Egyptian Pound Just Got Devalued Massively. Here Is What Happened Next
The Egyptian pound was devalued massively on Thursday to 13 pounds against the U.S. dollar after the country’s central bank adopted a floating unit policy in an attempt to stabilize the economy, which has been hurt by a shortage of greenbacks.
The Egyptian pound shed a third of its value after the move to unpeg it from the 8.8 per dollar set in March. It has since plummeted more than 50 percent.
In reaction, stocks at the country’s bourse jumped to an all-time high in eight years as investors rushed in to in anticipation of the North African country securing a $12 billion loan from the International Monetary Fund (IMF) to boost its turbulent economy.

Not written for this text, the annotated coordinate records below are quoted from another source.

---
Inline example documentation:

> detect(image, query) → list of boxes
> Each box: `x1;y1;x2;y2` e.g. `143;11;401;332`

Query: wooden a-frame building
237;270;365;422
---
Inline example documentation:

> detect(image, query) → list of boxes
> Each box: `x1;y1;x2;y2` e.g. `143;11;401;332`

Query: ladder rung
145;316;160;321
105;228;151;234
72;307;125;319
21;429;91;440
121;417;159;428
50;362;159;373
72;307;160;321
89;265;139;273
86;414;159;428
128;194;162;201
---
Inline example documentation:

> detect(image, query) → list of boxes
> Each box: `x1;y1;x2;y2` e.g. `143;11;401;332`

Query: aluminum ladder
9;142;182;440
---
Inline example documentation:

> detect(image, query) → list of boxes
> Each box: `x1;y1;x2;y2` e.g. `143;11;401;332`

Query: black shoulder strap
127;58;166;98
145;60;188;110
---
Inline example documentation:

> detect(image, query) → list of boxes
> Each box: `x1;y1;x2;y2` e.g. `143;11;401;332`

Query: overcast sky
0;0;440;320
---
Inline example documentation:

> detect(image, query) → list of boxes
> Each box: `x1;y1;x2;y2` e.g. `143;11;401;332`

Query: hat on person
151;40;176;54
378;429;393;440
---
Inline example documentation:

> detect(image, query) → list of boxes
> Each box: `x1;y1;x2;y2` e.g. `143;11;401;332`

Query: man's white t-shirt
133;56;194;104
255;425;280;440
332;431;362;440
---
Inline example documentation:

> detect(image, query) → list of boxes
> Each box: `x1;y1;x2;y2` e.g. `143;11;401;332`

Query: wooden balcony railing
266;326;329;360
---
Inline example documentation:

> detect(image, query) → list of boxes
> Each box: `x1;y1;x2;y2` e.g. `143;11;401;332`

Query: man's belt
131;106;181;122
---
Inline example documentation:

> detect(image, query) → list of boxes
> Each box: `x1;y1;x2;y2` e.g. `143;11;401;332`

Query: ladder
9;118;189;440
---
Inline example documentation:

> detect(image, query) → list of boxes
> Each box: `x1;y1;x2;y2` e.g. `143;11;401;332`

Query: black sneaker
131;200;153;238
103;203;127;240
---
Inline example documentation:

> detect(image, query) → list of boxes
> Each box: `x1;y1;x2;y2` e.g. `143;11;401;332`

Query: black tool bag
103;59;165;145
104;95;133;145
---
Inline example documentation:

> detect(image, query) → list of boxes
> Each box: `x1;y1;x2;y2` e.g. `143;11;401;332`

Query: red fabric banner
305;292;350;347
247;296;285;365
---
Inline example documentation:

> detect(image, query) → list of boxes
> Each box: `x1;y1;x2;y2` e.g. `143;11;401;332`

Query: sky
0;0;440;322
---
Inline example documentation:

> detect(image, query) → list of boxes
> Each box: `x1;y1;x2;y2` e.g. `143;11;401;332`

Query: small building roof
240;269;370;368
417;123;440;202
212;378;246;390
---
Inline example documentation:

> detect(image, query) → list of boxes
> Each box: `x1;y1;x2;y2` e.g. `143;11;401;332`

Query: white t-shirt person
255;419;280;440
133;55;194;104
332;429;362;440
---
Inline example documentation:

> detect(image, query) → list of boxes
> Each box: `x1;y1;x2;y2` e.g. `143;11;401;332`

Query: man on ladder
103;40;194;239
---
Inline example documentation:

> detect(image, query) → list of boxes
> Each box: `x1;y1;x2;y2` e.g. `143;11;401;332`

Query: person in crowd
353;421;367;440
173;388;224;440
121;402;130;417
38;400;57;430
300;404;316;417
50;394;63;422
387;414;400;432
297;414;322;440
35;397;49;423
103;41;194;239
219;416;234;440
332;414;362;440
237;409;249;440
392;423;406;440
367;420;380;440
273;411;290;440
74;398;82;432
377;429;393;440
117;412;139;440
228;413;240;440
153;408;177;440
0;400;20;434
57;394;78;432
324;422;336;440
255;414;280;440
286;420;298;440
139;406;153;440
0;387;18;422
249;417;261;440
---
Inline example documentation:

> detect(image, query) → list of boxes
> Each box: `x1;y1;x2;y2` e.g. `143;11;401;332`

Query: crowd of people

Egypt is seeking to boost investor confidence in its battered economy that has never recovered from the Arab Spring that ended in January 2011.
“We have been expecting this for a long time and it is very positive. We expect a lot of interest in Egypt, it’s a massive economy that has been put on hold for year,” Bloomberg quoted Rami Sidani, head of frontier investments at Schroders Plc on phone.
President Abdel Fattah al-Sisi is also leading an austerity plan to cut government expenditure as part of IMF’s conditions to grant the loan.
The decision will also boost its foreign currency reserve, months after a dollar shortage hit the nation. In September, its foreign currency reserves had $19.6 billion, less than half the amount in early 2011, Middle East Eye reported.
The Egypt Central Bank also announced its decision to increase interest rates by 300 basis points to 14.75 percent in an effort to curtail inflation. Inflation is at a high of about 14 percent, the highest it has been in seven years.
The north Africa county was once a continental economic giant, but has been in crisis following the Arab revolution that led to the fall of President Hosni Mubarak.
The current president, Abdel Fattah al-Sisi, had outlined “an ambitious plan to develop agriculture, housing, education and impoverished areas” in his election campaign and promised that Egyptian would see their living standards improve within two years.
But the country has seen economic problems intensify over the last few years amid a collapsing tourism sector and lower oil prices, Business Insider reported.
Tourist arrivals to Egypt plunged dramatically after the Arab Spring revolution, and again after last year’s downing of a Russian aircraft on Egypt’s Sinai Peninsula shortly after take off from Sharm el-Sheikh. This has been problematic for Egypt given that its tourism sector is a major source of hard currency.